Hanya
beberapa surat kabar lama (tempo doeloe) yang masih bisa bertahan hingga ini
hari. Dua diantaranya: Mimbar Umum di Medan dan Pikiran Rakyat di Bandung.
Editor terkenal Mimbar Umum adalah M. Arif Lubis dan editor terkenal Pikiran
Rakyat adalah Sakti Alamsyah Siregar. Surat kabar Mimbar Umum didirikan pada
tangga 6 November 1945. Ini berarti surat kabar (harian) Mimbar Umum merupakan koran
tertua di Sumatera pada masa kini.
Siapa Muhamad Arif
Lubis?
Padang
Sidempuan adalah asal M.Arif Lubis. Di kota ini pada tahun 1919
diterbitkan surat kabar nasional yang bersifat revolusioner, Sinar Merdeka.
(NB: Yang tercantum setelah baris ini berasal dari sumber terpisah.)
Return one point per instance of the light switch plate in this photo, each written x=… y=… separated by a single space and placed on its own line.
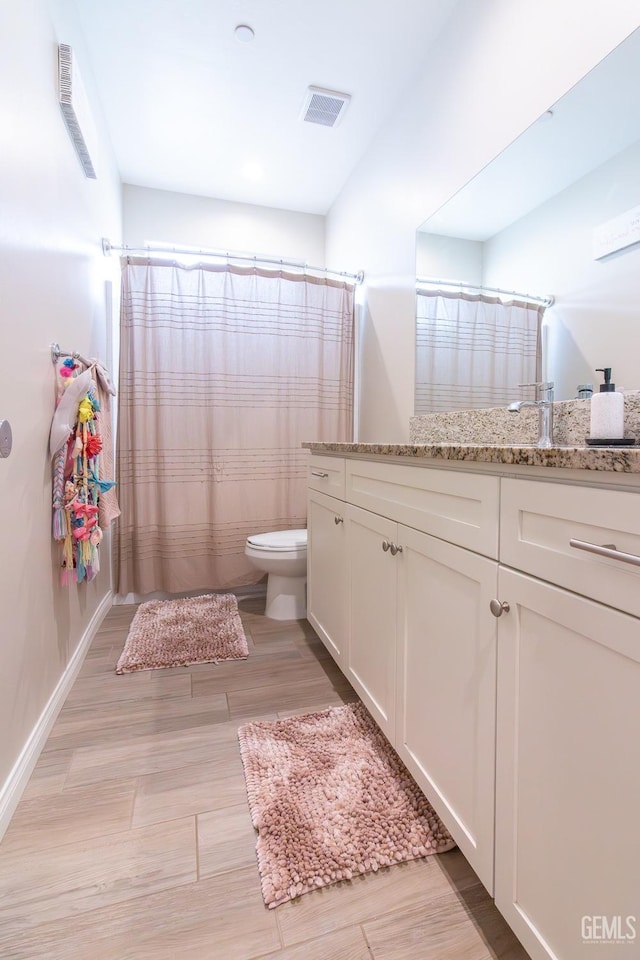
x=6 y=438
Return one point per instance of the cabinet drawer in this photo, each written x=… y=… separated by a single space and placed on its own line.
x=326 y=474
x=460 y=508
x=538 y=521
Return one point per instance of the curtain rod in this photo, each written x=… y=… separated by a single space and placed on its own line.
x=432 y=282
x=108 y=248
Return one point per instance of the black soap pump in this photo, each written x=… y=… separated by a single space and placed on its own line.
x=607 y=411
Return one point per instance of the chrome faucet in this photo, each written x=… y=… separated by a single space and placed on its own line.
x=545 y=408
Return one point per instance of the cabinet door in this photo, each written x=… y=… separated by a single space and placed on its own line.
x=327 y=586
x=568 y=777
x=372 y=637
x=447 y=687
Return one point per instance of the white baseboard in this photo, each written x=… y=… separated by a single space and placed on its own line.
x=14 y=785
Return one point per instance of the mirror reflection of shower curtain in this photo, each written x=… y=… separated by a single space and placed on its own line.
x=224 y=372
x=472 y=350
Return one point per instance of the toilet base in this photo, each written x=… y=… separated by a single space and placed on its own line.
x=286 y=598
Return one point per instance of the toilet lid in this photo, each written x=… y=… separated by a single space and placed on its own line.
x=279 y=540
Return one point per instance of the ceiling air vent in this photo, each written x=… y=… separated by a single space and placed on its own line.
x=75 y=107
x=324 y=106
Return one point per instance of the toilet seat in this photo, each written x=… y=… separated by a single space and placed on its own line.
x=279 y=541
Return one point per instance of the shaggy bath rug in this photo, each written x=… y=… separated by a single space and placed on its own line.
x=330 y=800
x=176 y=633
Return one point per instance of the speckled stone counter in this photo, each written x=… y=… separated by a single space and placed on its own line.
x=612 y=459
x=497 y=436
x=498 y=425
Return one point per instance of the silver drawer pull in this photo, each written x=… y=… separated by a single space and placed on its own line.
x=606 y=550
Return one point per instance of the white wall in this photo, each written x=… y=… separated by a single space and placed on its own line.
x=52 y=283
x=495 y=68
x=182 y=219
x=595 y=321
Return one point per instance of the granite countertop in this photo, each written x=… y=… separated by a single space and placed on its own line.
x=612 y=459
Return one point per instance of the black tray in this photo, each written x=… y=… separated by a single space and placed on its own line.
x=603 y=442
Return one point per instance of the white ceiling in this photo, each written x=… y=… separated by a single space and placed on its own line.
x=191 y=109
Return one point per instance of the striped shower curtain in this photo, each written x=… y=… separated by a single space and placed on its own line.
x=472 y=350
x=224 y=371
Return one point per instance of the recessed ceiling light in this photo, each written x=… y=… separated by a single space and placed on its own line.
x=244 y=34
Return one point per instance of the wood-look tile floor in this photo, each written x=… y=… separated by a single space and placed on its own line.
x=133 y=840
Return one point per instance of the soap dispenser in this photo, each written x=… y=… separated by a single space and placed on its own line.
x=607 y=411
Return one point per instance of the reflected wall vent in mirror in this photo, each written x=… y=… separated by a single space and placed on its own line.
x=326 y=107
x=527 y=221
x=75 y=107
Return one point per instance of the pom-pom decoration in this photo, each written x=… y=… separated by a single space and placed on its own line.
x=77 y=485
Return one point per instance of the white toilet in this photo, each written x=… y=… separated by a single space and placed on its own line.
x=283 y=555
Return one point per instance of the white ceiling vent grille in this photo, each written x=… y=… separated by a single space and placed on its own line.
x=74 y=106
x=325 y=107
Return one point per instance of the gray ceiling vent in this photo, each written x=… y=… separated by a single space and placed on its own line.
x=74 y=106
x=325 y=107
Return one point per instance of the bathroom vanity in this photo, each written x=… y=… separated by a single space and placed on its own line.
x=485 y=604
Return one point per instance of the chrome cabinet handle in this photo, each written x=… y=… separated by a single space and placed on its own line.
x=606 y=550
x=497 y=608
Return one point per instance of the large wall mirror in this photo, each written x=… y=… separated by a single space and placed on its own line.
x=528 y=223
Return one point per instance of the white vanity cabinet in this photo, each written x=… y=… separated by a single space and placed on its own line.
x=520 y=723
x=420 y=647
x=446 y=683
x=372 y=573
x=327 y=575
x=568 y=727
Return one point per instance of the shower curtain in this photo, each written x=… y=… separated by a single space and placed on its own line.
x=473 y=350
x=225 y=370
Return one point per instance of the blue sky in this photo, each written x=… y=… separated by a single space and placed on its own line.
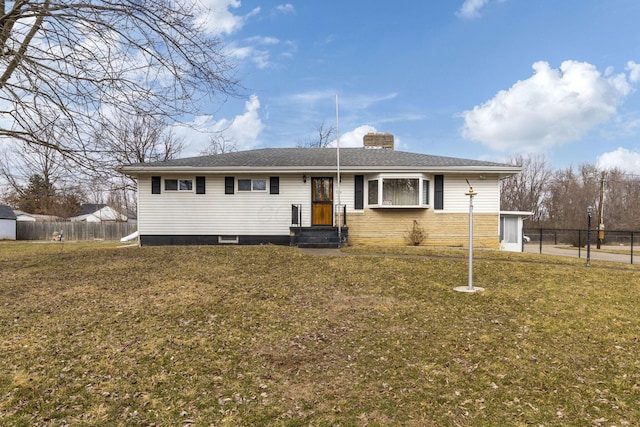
x=480 y=79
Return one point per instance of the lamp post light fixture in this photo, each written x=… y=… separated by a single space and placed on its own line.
x=589 y=212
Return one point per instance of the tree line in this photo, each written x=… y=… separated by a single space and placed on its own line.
x=561 y=198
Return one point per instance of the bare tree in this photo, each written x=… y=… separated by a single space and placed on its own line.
x=70 y=65
x=570 y=193
x=526 y=191
x=137 y=138
x=219 y=144
x=621 y=209
x=324 y=135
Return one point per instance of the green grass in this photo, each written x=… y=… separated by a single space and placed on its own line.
x=92 y=334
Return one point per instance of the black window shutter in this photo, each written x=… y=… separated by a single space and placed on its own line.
x=155 y=185
x=274 y=185
x=359 y=190
x=438 y=203
x=200 y=185
x=229 y=184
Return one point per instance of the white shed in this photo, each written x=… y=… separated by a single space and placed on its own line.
x=7 y=223
x=511 y=226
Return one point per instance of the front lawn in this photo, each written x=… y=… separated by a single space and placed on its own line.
x=93 y=334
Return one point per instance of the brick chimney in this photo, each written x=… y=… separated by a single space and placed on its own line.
x=378 y=140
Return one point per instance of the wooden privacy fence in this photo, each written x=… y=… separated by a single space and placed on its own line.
x=74 y=230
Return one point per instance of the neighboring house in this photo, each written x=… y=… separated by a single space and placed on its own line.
x=300 y=196
x=7 y=223
x=24 y=217
x=93 y=212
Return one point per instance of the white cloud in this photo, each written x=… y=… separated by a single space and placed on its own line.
x=243 y=130
x=551 y=108
x=622 y=158
x=471 y=8
x=354 y=137
x=286 y=8
x=259 y=50
x=634 y=71
x=218 y=18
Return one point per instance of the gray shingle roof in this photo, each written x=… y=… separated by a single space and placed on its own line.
x=319 y=157
x=6 y=212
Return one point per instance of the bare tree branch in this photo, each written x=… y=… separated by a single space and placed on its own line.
x=72 y=64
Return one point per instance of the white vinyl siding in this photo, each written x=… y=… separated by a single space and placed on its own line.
x=216 y=213
x=486 y=201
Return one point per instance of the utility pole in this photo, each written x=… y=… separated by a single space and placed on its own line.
x=601 y=212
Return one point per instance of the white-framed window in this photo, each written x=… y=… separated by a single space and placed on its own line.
x=178 y=185
x=398 y=191
x=252 y=184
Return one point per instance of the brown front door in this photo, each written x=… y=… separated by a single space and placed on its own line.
x=321 y=201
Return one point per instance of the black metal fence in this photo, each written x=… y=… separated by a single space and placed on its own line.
x=74 y=230
x=619 y=243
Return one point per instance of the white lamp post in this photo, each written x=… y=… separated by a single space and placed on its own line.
x=470 y=288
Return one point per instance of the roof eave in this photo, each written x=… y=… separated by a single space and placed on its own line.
x=146 y=170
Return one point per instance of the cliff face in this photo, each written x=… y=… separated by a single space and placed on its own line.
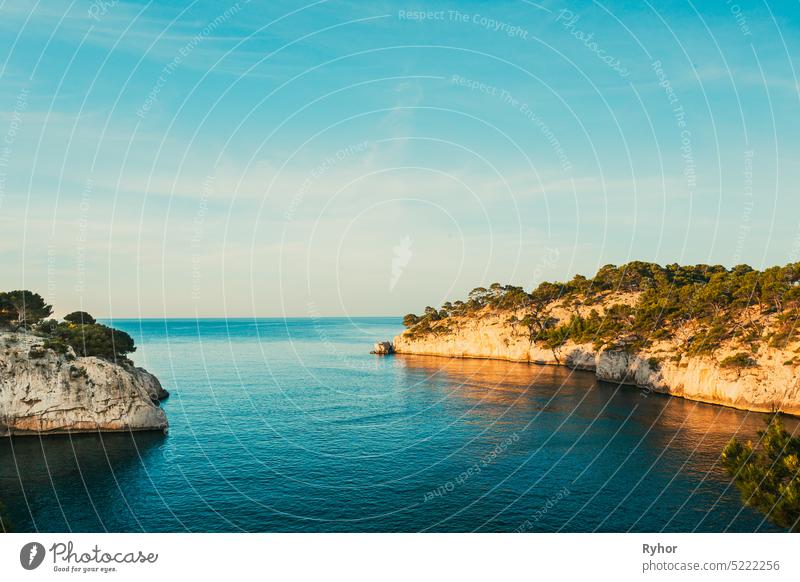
x=772 y=383
x=44 y=392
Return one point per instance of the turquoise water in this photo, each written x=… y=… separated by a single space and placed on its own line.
x=290 y=425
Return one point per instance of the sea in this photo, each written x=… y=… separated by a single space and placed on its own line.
x=291 y=425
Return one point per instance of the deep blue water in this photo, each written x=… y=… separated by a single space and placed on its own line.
x=290 y=425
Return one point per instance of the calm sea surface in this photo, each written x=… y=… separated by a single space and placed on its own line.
x=290 y=425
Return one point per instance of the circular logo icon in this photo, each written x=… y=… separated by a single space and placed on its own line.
x=31 y=555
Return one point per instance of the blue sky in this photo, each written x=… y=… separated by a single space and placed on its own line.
x=331 y=158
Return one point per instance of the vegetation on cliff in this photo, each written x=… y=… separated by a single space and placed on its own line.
x=28 y=311
x=768 y=475
x=699 y=306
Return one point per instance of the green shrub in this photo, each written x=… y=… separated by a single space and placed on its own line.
x=740 y=360
x=768 y=475
x=92 y=340
x=79 y=317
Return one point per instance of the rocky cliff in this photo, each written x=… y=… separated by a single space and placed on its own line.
x=45 y=392
x=769 y=382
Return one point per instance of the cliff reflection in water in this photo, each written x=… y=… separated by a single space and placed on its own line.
x=40 y=476
x=590 y=411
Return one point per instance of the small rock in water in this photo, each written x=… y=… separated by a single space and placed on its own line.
x=383 y=349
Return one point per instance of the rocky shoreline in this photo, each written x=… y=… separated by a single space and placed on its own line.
x=45 y=392
x=769 y=383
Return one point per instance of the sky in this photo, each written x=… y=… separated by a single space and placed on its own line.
x=216 y=158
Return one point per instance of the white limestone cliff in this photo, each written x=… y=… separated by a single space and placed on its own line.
x=772 y=384
x=45 y=392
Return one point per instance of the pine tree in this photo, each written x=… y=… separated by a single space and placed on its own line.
x=768 y=475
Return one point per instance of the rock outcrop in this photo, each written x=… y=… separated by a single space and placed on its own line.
x=771 y=383
x=383 y=349
x=45 y=392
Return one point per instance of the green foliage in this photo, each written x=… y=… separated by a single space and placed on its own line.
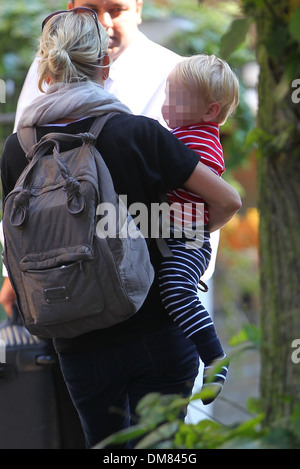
x=160 y=427
x=20 y=21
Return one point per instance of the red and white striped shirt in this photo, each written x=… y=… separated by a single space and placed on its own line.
x=204 y=139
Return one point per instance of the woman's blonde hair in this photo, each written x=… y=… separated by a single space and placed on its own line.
x=213 y=79
x=70 y=47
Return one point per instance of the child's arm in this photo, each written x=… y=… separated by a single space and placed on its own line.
x=222 y=199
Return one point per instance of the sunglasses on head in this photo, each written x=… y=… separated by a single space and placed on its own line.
x=78 y=10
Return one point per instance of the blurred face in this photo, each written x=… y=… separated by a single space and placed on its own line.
x=120 y=18
x=182 y=107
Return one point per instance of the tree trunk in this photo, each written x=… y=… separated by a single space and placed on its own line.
x=279 y=206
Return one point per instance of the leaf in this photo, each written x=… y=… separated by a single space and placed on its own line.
x=165 y=431
x=235 y=36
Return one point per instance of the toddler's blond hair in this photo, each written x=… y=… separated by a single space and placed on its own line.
x=213 y=79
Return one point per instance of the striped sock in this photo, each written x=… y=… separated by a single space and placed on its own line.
x=214 y=377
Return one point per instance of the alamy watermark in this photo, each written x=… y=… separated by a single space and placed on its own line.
x=2 y=92
x=2 y=351
x=163 y=220
x=296 y=353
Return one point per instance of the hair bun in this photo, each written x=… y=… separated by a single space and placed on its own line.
x=58 y=58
Surat kabar ini dipimpin oleh editor Parada Harahap. Sejak itu, nama Padang
Sidempuan terkenal sebagai pusat pergerakan politik. Salah satu tokoh politik
di Padang Sidempuan adalah Abdul Karim (alumni Docter Djawa School, sekelas
dengan Dr. Tjipto).
Nama M. Arif Lubis muncul ke permukaan pada tahun 1931. Surat kabar berbahasa Melayu yang terbit di Sibolga, Pertjatoeran mengalami delik pers di bawah editor M. Arif Lubis (De Sumatra post, 16-09-1931). Pangkal perkara diajukannya ke meajau hijau M. Arif Lubis karena melaporkan seorang kepala polisi Belanda melakukan tindakan kekerasan terjadap penduduk.
Surat kabar
berbahasa Melayu, Pertjatoeran terdeteksi pada tahun 1925 di Sibolga (De
Indische courant, 18-09-1925). Kota Sibolga adalah kota pertama di Sumatera
Utara yang memiliki pers pribumi. Surat kabar pertama adalah Tapian Na Oeli
yang terbit pertama tahun 1900 (lihat Soerabaijasch handelsblad, 12-11-1900).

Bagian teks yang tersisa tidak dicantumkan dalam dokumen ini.